There are more delusions of grandeur here than grandeur itself. I had pictured hundreds of scientists, but instead there are only thirty-five or so, and that includes those who work on the legitimate end. Ten are pure research, theorists, and the rest of us are technicians. The only thing that can be said for the place is that it is truly secret, sixty feet beneath the ground, and accessible only by two service elevators that require a special key to take you below. At least that much of my fantasy remains true.
But what I've seen of it so far is pretty dull. The facility itself is off either side of a long
hall
. On the right is the living area, with sleep cubicles, cooking facilities (we do our own cooking, and it looks as though I'll be called upon to make my famous chili), and a
rec
room, with TV, a video library (Stallone, Eastwood, and Steven
Seagal
films are favorites), and a pool table, as well as a Nautilus and some other exercise equipment. The sleep rooms are private, but that's all that can be said for them. Room for a bed and a suitcase, and little more. Still, it was quiet, and I slept well last night.
On the other side of the hall are the labs. There are five of them, small, spare rooms without any decoration. One of the rooms is used for pure research, lined with chalkboards and bookshelves, while ranks of computers occupy the floor space. Another is culture storage, while the remaining three are used for the lab work. That's what I'll be doing. Thank God they didn't throw me into the theoretical side of it. It would have exposed me right away. But I know enough to clone genes if somebody gives me genes to clone. Freeman will be setting up the experiments, and I'll be performing them along with Hastings. I have, however, been told that I may feel free to make any suggestions I want. That's hardly likely. There's also a large storage area where they also keep the experimental animals, but I haven't seen that yet.
If what I'm looking for is really here, I'm going to be very, very surprised.
~*~
"You finished?" Bob Hastings asked, and Keith nodded. "Christ, Pete, I don't know how a little yogurt and a bran muffin can make a guy ready for the day." Hastings picked up what remained of his third slice of toast and wiped the egg yolk off his plate. He popped the sodden morsel into his mouth and chewed. "First thing this morning," he said with a full mouth, "I'll show you the storage area." He grinned, showing a gray clump of chewed toast stuck to an incisor. "And the lab rats. And then
Freeman'll
fill you in on what exactly the hell we're doing here."

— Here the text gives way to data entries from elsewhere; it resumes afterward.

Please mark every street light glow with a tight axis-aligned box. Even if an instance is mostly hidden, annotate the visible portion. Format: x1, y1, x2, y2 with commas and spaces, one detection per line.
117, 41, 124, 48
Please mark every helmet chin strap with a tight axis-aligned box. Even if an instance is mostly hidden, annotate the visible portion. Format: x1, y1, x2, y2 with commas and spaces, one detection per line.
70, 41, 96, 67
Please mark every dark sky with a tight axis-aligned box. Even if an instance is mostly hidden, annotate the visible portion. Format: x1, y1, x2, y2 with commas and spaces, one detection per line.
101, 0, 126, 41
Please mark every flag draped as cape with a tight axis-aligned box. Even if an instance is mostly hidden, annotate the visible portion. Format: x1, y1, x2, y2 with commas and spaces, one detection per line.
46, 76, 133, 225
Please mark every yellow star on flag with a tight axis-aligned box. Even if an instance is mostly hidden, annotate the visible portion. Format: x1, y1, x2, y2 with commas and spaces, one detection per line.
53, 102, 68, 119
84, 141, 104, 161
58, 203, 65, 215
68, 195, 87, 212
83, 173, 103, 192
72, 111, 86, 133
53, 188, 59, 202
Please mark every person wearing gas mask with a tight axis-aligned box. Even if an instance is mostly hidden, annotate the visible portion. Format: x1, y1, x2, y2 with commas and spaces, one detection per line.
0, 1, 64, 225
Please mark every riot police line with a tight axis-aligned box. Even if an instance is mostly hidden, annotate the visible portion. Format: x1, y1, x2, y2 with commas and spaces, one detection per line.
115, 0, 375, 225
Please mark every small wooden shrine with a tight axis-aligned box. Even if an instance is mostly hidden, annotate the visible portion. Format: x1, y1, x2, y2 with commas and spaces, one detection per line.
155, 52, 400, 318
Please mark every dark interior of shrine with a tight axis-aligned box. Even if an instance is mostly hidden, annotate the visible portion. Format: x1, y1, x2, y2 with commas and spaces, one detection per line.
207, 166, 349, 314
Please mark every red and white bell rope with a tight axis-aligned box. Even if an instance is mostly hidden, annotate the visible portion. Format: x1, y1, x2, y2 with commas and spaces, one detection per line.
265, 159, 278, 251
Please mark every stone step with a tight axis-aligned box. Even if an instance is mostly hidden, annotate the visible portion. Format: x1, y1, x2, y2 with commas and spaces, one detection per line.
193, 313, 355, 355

In a few minutes Keith and Hastings were standing outside a wide door next to the service elevator. "Storage. Some of the most amazing drugs in the world are in here," Hastings said with mock solemnity, then opened the door.
"And it's not locked?"
"What's to lock? Everybody here trusts each other. We're all on the same side, aren't we? Besides, we do inventory every so often. A few years back we found something missing, and then we found the guy who took it. Tried to make a little deal on his own, you know? Took him two weeks to die, and he screamed most of the time. Come on."